La liste est mince parce que je me lance. Aussi les suggestions sont toujours les bienvenues (et même lorsque la liste sera plus étoffée). Bonne lecture.

EPISODE: ET SI ON SE METTAIT A LA BD?

Episode 1: Murena

Episode 2: Le Scorpion
Episode 3: Le tombeau d'Alexandre
Episode 4: Long John Silver  
Episode 5: Les aventures d'Astérix le Gaulois
Episode 6: Blacksad  
Episode 7: Quatre soeurs tome 1 et 2
Episode 8: Billy Brouillard

BD ET ROMANS GRAPHIQUES A DECOUVRIR:

- Quatre soeurs tome 1 et 2
de Malika Ferdjoukh et Cati Baur

- La tectonique des plaques de Margaux Motin
- Cadavre Exquis de Pénélope Bagieu
- Sherlock Holmes et les vampires de Londres de Sylvain Cordurié et Laci
- Hugo Cabret de Brian Selznick
- Tamara Drewe de Posy Simmonds

vendredi 27 septembre 2013

Et si on se mettait à la BD? Episode 1: Murena


Nouvelle formule aujourd'hui car j'inaugure le rendez-vous BD du vendredi. Le principe est simple, vous présentez une ou plusieurs bandes dessinées que je suis en train de lire. Cela aura lieu le vendredi en parallèle des chroniques jeunesse.

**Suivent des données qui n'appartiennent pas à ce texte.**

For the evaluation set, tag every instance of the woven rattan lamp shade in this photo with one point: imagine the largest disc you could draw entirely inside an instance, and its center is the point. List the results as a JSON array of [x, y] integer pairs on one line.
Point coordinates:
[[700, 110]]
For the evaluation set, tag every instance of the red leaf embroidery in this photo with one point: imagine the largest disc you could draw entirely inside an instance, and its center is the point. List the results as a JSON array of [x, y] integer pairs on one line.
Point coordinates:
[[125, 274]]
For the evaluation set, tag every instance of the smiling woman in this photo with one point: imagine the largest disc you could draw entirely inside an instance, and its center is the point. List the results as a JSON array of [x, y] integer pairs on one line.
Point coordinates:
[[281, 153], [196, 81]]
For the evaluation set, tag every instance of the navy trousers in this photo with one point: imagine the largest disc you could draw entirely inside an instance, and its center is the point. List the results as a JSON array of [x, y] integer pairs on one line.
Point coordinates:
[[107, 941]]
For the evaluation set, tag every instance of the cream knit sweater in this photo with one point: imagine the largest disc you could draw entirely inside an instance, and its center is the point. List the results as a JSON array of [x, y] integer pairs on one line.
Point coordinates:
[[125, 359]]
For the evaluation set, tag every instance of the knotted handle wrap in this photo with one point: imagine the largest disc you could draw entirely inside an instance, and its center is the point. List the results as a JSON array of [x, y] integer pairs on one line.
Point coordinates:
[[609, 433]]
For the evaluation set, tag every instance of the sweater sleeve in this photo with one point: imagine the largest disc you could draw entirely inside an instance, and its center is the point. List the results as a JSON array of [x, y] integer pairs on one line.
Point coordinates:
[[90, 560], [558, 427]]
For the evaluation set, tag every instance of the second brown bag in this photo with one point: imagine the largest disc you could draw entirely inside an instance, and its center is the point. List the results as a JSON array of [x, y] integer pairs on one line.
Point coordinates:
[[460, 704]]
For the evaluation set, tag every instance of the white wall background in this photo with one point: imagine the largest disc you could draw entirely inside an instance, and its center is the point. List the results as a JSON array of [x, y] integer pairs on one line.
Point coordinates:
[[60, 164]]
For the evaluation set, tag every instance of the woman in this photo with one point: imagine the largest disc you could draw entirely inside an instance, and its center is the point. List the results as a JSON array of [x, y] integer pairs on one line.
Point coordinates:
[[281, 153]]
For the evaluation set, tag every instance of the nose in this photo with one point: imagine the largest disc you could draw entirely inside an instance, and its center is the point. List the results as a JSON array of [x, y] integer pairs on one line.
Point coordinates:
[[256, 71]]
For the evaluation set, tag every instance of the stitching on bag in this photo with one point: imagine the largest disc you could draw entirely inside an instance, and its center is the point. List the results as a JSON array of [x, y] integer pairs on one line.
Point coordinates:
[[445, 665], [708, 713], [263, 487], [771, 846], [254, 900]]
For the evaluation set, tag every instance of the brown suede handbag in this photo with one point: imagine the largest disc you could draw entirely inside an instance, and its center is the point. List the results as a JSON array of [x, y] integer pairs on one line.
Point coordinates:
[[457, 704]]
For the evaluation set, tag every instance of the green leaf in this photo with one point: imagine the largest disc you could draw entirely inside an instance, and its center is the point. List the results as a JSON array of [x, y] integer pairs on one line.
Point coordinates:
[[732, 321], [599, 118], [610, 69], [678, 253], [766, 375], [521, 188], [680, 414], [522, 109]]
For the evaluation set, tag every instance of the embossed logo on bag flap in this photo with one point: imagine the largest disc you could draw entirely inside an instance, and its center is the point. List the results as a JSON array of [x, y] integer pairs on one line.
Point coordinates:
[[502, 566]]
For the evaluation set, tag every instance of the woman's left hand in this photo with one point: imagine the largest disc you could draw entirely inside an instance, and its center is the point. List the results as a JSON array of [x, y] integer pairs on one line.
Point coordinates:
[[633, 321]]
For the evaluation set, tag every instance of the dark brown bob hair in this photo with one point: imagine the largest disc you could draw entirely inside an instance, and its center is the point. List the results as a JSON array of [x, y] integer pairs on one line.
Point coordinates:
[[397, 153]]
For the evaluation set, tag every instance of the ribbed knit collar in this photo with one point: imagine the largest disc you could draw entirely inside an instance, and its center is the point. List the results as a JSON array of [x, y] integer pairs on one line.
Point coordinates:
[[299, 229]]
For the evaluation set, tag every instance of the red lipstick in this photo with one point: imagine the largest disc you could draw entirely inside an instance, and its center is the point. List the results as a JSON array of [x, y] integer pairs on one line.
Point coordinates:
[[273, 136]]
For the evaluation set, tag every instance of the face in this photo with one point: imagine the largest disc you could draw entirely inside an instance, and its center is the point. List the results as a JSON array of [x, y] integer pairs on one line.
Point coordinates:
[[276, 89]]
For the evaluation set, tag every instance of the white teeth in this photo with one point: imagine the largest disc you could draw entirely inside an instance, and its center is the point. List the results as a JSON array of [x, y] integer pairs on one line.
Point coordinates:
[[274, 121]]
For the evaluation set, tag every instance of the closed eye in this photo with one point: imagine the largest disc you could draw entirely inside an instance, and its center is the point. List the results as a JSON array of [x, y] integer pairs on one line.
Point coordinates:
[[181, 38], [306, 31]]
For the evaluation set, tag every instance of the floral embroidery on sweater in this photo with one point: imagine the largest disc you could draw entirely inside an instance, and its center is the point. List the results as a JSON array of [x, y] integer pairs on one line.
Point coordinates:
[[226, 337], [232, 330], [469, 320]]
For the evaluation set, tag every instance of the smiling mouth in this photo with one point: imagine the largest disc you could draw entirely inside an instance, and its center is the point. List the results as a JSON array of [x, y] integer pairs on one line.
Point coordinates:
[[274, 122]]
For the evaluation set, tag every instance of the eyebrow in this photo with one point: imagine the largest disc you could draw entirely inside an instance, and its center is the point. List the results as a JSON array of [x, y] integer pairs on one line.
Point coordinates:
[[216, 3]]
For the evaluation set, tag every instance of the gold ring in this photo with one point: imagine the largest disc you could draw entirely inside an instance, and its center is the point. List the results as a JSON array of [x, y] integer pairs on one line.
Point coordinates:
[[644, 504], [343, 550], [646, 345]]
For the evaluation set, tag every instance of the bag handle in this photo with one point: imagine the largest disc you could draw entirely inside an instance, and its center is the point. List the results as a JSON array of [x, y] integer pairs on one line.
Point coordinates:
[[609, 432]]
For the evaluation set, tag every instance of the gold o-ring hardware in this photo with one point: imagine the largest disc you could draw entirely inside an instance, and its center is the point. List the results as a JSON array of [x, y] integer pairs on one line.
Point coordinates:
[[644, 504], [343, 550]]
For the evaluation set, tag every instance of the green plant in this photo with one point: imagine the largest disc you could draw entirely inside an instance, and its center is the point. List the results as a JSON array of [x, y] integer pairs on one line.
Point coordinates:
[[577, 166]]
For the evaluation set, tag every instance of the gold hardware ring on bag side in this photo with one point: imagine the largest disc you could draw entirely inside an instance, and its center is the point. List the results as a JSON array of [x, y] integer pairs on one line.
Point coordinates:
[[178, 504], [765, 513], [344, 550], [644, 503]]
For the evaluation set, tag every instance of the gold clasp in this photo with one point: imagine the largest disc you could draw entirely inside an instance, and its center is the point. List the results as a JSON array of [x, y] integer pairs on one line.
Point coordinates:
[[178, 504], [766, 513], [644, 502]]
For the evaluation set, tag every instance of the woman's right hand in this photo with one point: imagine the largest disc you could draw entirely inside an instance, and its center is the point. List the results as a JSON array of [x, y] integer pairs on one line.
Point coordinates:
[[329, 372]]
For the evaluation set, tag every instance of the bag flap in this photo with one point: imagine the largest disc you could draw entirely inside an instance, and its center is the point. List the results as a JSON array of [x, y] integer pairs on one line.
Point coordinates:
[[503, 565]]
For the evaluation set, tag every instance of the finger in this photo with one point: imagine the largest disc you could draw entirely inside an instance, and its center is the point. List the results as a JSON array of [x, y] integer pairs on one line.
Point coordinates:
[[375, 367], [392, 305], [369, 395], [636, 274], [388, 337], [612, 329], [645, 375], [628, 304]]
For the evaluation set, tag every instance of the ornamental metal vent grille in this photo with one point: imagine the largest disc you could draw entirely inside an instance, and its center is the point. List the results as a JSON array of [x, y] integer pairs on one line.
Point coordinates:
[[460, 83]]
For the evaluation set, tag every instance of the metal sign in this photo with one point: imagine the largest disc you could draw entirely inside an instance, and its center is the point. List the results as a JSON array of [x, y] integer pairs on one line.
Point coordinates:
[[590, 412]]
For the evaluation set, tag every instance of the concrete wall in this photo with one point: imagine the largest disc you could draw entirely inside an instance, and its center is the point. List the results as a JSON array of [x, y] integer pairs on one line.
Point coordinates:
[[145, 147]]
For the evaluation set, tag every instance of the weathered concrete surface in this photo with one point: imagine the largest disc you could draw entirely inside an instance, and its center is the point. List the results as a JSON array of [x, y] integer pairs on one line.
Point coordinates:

Mais Persie pourquoi nous parler de BD que tu es en train de lire et pas une BD que tu as lu?
Question pertinente ami lecteur et amie lectrice (même si tu ne te l'es pas du tout posée, il faut bien que je trouve des ficelles pour introduire mes pensées). Réponse simplissime. Parfois, certaines BD et notamment des séries ne peuvent pas être commentées tome par tome, non seulement parce qu'à la vitesse à laquelle je peux les lire, j'aurai 12 ans d'avance dans mes chroniques et puis cela n'a pas forcément d'intérêt. Je préfère donc vous les présenter et revenir en parler une fois que j'aurai tout lu. La cohérence sur le long terme ça peut être payant. Cela dit, si je commente un Tintin, promis ce sera un tome à la fois. 

Aujourd'hui je vous parle d'une déjà connue et reconnue dans le monde de la BD, une série historique, je veux parler de Murena.


Murena est une bande dessinée historique belge écrite par Jean Dufaux et dessinée par Philippe Delaby. Les deux hommes collaborent aussi sur la bd Complainte des Landes perdues. Quant à Jean Dufaux, il signera le scénario du prochain Black et Mortimer. Il est l'auteur de 41 séries de bandes Dessinées et de quelques one-shot.

Présentation de l'éditeur: Mai 54, Rome, midi. 
Il fait une chaleur torride sur l'arène et les quelques gladiateurs survivants qui essaient encore de s'entretuer n'amusent plus personne, sauf l'empereur Claude, affalé dans les gradins déserts, avide d'entendre le dernier râle du dernier combattant. 

En dehors de l'arène, la vie est aussi féroce. Tout le monde veut le pouvoir, tout le monde est prêt à tuer pour l'obtenir. Agrippine, par exemple, seconde femme de Claude et mère de Néron, est en train de faire fabriquer un poison pour son cher époux : maintenant qu'il a reconnu son fils, il peut disparaître et lui laisser le trône. D'ailleurs, il faut faire vite : Claude parle de la répudier et d'épouser la femme qu'il aime, Lolia Paulina, mère de Lucius Murena. 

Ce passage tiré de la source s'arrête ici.